Gran autonomía y menor costo

Las Aeronaves Remotamente Tripuladas pueden volar de día o de noche, a alturas de hasta 6000 metros donde no pueden ser vistas, y en periodos de 25 a 30 horas continuas. (Foto: Fuerza Aérea Colombiana)

Las operaciones están a cargo de 200 especialistas organizados en equipos de cinco elementos: un comandante de misión, un operador, un analista de imágenes y dos técnicos. “Las [misiones] con ART ofrecen gran autonomía. En los conceptos tácticos, operacionales y estratégicos, tenemos modelos que pueden desenvolverse en cada teatro de operación. Podemos volar 25 a 30 horas seguidas; autonomía que ningún avión tripulado nos daría”, explicó el Cnel. López.

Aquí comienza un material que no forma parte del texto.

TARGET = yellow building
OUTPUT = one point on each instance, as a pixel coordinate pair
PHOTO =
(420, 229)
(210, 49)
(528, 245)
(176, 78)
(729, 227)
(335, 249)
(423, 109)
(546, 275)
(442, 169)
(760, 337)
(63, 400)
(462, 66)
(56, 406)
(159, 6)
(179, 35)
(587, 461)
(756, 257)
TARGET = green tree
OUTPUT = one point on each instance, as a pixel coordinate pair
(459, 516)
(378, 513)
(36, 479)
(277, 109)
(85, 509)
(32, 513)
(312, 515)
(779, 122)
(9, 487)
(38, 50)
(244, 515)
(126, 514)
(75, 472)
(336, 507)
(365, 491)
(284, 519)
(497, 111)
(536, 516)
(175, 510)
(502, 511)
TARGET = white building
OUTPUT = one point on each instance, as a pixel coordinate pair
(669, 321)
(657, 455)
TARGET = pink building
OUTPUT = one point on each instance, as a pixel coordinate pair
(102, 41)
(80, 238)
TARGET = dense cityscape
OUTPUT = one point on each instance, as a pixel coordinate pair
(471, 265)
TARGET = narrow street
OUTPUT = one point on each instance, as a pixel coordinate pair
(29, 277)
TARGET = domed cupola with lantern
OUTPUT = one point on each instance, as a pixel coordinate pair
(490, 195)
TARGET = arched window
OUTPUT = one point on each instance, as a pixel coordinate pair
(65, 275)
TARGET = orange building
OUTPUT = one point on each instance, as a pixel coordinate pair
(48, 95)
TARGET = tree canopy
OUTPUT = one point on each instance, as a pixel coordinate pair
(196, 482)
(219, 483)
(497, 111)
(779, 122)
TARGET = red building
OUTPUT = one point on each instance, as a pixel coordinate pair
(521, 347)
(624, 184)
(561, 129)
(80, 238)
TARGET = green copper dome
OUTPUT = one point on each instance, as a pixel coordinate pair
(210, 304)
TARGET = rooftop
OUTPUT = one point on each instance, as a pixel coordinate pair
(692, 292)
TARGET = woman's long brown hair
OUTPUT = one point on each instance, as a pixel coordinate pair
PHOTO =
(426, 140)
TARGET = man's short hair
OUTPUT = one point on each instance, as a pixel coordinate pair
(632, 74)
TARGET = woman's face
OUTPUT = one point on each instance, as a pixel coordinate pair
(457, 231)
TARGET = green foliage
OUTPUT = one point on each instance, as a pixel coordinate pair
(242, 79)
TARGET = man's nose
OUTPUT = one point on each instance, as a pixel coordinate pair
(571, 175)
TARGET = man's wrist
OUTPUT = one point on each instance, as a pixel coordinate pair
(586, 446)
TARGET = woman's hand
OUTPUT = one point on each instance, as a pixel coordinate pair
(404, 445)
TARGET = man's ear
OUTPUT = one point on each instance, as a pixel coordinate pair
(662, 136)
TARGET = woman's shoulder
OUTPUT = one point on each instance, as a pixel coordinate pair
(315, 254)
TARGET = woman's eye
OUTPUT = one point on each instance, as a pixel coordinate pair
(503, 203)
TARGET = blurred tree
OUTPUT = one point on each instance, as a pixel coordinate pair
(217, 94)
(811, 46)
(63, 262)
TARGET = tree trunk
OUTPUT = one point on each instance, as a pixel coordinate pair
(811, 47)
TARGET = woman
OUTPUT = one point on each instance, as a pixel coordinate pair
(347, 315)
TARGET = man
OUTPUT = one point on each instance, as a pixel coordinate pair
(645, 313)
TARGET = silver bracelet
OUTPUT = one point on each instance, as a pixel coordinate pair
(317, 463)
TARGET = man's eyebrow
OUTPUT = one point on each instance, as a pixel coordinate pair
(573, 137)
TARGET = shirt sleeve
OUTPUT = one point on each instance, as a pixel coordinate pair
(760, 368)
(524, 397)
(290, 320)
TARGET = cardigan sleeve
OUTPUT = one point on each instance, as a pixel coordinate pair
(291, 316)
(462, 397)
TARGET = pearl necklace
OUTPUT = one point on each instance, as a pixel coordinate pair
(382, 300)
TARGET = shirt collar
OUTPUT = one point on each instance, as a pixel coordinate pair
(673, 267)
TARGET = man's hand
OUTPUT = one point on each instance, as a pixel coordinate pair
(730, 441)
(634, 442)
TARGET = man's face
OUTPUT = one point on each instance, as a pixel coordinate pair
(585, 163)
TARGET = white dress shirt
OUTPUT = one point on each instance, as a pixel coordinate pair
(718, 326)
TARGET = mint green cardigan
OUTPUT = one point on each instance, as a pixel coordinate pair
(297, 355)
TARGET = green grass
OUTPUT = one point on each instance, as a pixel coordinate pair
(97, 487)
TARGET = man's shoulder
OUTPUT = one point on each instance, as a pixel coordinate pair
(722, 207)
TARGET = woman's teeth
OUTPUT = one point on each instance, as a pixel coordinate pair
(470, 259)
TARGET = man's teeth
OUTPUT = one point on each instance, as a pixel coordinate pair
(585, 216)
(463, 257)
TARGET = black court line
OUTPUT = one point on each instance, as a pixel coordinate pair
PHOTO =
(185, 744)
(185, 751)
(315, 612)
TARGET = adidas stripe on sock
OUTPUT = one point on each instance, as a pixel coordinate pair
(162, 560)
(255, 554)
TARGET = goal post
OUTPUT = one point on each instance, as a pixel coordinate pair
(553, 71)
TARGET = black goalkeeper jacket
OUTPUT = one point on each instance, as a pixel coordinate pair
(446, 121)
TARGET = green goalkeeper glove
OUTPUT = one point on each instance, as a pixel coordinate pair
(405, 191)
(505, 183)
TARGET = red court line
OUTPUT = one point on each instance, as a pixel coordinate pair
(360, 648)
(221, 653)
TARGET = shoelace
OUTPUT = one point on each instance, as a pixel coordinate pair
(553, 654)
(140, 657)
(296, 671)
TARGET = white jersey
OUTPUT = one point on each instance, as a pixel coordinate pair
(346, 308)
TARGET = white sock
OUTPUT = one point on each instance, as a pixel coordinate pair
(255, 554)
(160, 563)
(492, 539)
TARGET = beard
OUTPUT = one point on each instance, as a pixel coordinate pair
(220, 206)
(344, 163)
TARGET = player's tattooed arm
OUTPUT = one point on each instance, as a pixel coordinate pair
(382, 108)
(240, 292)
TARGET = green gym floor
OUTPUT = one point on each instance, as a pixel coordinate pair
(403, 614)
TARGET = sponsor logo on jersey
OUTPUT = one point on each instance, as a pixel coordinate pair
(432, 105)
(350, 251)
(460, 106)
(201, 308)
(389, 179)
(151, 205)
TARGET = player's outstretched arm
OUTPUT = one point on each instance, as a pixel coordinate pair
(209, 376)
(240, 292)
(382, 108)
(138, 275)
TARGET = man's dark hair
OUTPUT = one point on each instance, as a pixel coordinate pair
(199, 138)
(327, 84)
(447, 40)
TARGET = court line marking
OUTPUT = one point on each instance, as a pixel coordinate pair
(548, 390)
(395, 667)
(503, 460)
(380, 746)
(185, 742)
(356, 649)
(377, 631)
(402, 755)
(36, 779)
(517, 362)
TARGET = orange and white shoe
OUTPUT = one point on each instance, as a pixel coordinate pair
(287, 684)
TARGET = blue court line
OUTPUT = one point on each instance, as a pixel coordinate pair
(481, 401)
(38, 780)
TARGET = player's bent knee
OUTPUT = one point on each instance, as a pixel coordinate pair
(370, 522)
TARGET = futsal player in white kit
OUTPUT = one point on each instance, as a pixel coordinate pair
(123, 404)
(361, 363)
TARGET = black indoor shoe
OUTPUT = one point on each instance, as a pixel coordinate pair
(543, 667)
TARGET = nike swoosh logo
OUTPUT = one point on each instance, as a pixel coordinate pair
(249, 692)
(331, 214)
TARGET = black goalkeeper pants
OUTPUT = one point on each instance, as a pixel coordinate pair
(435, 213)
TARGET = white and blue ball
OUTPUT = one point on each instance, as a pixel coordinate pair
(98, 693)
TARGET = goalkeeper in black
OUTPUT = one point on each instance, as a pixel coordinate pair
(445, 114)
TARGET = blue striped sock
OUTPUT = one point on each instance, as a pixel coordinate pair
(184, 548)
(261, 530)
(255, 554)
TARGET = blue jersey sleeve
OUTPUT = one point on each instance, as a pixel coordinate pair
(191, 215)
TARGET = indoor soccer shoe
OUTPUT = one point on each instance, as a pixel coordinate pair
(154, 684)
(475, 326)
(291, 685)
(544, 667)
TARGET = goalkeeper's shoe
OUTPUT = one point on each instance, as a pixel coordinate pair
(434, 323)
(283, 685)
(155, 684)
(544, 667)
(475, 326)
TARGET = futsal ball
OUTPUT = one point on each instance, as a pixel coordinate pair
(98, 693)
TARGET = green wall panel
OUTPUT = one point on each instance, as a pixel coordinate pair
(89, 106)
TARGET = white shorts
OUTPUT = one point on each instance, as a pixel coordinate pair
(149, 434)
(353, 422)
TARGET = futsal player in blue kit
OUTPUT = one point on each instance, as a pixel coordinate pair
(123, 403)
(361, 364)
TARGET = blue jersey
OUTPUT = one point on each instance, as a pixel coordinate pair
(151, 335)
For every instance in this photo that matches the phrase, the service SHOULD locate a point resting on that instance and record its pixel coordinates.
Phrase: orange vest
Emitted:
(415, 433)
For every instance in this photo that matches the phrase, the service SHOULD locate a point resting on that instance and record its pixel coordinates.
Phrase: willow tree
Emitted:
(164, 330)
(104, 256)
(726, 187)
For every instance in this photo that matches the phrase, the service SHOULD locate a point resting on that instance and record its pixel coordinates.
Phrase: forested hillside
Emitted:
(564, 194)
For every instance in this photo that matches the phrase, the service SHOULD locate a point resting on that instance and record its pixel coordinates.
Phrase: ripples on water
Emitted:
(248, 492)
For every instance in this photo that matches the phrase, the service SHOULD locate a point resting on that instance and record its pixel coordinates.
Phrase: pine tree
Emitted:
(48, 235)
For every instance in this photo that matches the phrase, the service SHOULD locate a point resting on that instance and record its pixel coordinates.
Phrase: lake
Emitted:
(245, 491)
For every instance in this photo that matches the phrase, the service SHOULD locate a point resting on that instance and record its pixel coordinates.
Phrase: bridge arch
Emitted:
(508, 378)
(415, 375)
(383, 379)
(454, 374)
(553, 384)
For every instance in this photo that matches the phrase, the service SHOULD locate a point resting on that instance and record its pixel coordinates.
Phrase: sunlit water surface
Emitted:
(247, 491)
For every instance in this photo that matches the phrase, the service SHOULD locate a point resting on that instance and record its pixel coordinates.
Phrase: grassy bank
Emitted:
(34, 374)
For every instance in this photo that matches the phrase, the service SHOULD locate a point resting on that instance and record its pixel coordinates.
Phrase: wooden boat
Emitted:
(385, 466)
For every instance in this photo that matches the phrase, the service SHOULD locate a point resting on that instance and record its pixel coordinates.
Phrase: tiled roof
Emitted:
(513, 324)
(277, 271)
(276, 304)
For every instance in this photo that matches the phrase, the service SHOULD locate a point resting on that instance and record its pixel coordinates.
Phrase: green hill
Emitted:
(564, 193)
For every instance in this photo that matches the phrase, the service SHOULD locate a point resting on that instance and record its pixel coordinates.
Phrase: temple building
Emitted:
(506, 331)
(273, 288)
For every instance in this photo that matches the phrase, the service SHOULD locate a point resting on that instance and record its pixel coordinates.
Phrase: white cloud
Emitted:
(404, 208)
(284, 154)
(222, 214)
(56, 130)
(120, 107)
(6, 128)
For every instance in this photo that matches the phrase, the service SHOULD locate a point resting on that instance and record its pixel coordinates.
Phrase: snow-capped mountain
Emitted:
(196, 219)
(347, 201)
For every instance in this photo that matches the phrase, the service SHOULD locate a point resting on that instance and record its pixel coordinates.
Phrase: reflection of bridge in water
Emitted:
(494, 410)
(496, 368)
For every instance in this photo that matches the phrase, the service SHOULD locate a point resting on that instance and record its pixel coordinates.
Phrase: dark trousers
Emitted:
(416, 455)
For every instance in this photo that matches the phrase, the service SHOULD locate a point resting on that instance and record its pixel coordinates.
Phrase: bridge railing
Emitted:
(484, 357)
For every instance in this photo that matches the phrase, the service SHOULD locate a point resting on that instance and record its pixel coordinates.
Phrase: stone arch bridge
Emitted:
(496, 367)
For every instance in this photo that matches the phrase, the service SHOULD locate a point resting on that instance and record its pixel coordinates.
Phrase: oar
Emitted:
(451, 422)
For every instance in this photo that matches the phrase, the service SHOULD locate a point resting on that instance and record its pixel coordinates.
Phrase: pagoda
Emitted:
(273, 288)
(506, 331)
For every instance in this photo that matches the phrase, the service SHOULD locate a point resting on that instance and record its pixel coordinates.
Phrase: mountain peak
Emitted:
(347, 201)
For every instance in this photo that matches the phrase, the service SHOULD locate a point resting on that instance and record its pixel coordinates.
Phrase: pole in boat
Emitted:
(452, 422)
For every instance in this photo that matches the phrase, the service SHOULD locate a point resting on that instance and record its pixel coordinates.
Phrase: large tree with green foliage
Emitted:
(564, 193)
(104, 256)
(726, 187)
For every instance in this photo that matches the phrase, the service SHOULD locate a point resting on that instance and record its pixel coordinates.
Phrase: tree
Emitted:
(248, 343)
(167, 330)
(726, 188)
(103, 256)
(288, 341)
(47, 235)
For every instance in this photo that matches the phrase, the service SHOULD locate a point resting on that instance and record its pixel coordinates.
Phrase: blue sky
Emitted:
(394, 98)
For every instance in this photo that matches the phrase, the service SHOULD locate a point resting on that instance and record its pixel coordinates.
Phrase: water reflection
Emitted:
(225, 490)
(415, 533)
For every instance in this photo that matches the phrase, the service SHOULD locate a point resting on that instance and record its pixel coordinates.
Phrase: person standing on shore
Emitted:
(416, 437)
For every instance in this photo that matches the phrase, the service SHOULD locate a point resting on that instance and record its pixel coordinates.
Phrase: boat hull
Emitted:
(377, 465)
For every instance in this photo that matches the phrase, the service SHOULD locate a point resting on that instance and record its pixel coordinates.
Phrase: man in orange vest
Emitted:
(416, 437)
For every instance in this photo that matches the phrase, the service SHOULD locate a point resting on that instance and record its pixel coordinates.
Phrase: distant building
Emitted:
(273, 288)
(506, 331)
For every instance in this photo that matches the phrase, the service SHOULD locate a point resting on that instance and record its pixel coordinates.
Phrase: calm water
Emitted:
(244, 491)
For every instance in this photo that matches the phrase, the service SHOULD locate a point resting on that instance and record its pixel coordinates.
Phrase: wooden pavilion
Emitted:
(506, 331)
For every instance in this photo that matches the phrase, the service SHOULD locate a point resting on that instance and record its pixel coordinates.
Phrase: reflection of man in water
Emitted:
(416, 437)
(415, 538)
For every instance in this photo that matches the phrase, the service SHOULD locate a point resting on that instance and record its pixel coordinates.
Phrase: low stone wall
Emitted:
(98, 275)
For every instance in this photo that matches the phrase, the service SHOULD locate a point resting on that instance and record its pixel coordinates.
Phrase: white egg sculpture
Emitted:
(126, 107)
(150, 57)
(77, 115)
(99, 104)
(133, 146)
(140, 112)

Sus fortalezas radican en tiempo, cobertura, seguridad y costo. Pueden volar de día o de noche, a alturas de 6000 metros. “No pueden ser vistas, lo cual facilita los trabajos de inteligencia. Con la herramienta no tenemos personal en el aire, situación que siempre implica un riesgo. El costo lo calculamos en un 40 por ciento menos que el invertido en una operación con naves tripuladas”, aseguró el Cnel. López.

“Hemos mejorado técnicas y procedimientos y somos la primera fuerza en el mundo que vuela en aeropuertos internacionales”, informó a Diálogo el Cnel. López. “Significa estar en espacios aéreos de aeronaves comerciales tripuladas y controladas por la aeronáutica civil, gracias al desarrollo de un alto componente de seguridad operacional. [Es] una experiencia significativa para el desarrollo de la aviación de este tipo de aeronaves dentro de la fuerza aérea. La herramienta es el futuro de la [aeronáutica] en el mundo”.

Quimbaya, Atlante y Coelo

La FAC cuenta con las ART ScanEagle y Hermes 450 y 900, que cumplen con misiones de inteligencia, vigilancia, reconocimiento, control aéreo avanzado, monitoreo de emergencias y desastres naturales, y protección de la infraestructura crítica del Estado. La capacidad adquirida derivó en el desarrollo de modelos propios a través del Ministerio de Defensa y el concurso de la Corporación de la Industria Aeronáutica Colombiana (CIAC), entidades en las cuales avanzan los proyectos Quimbaya, Atlante y Coleo.

“Quimbaya es un proyecto terminado en su etapa de diseño y desarrollo, cuyo prototipo está listo. Haremos pruebas en el mes de julio [2018] y empezaremos su producción a partir del 2019”, manifestó a Diálogo el General de la FAC (R) Flavio Enrique Ulloa Echeverry, director de la CIAC. “Será un ART táctico de uso común para las Fuerzas Militares y la Policía Nacional, dedicado en su mayor parte a la vigilancia de la infraestructura crítica del país”.

Atlante II es un avión de fibra de vidrio de 750 kg de peso, con alcance de casi 7000 metros de altura y autonomía de vuelo de 200 kilómetros. La FAC y el Ejército Español prevén su uso para reforzar sus capacidades de vigilancia durante los próximos 20 años.

Por último, el proyecto Coelo está destinado a las tropas del Ejército de Colombia, a los infantes de marina y a los comandos Jungla de la Policía Nacional. “Es un ART liviano con alrededor de 6 kg de peso, para que pueda ser llevado por las tropas en su equipamiento y lanzado con la mano; vigila entre 10 y 15 km dentro del desarrollo de una operación”, aseguró el Gral. Ulloa.